Problem: ambient lighting. We have 5000 lumen projectors that are bright enough for our room, except for the awful amount of ambient light hitting our screens. It’s really bad, but we can’t turn down the lights because we preach from the Bible and we want people to actually bring theirs and read them with us. The net effect is washed-out video that looks like a cheap-o LCD from the early days. Ick.

Solution: Screen Innovations Slate screens. New to SI in 2014, you have to see them to believe them. The real solution is their Black Diamond line, but they’re so incredibly expensive that it will make your head spin. The Slate line is almost as good, but at a palatable price. We were able to get replacement screens for our setup for under $6,000, which is far short of the $10k+ per projector that we’d need to spend in order to get a similar performance boost out of projectors. It’s still a lot of money, but all it took was for me to get them to send me a sample. I taped it to our current screen, turned on our lights, played back a video through our projectors, and had our finance guy and our senior pastor look at the difference. Sold! We also found some new 1080p widescreen projectors to replace our old 4:3 ones that so far have been absolutely stellar: 5000 Lumens for less than $2000/each. (I think we found a dealer to get them for us at $1500 a piece, of you can get them direct from Amazon here: Optoma EH-501)
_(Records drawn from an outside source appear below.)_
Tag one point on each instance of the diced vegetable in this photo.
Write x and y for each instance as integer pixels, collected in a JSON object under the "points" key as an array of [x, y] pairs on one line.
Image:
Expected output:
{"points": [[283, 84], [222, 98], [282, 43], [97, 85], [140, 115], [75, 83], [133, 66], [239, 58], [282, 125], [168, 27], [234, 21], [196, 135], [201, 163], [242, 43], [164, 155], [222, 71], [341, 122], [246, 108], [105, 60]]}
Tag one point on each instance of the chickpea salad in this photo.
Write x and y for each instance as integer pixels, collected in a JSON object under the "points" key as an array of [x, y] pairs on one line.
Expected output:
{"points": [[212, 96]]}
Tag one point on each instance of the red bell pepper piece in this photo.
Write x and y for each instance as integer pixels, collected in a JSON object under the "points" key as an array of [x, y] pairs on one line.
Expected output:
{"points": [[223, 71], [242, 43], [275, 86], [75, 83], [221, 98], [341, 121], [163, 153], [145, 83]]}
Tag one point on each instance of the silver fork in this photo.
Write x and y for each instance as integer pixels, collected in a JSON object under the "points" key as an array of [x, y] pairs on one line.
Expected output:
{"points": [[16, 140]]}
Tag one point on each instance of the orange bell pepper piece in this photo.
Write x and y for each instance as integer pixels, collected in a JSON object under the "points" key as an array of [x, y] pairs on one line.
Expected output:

Problem: getting video to our projectors. Our current solution involved a VGA over Cat5 video sender, which was dodgy at best. Trying to maintain the right EQ and Gain balance for the signal was hard enough, but the scaler that downsized our video to fit on our 1024×768 projectors also messed with our signal. Our projectors could accept a 1080i or 720p signal, but getting that signal to the projectors untarnished just wasn’t happening.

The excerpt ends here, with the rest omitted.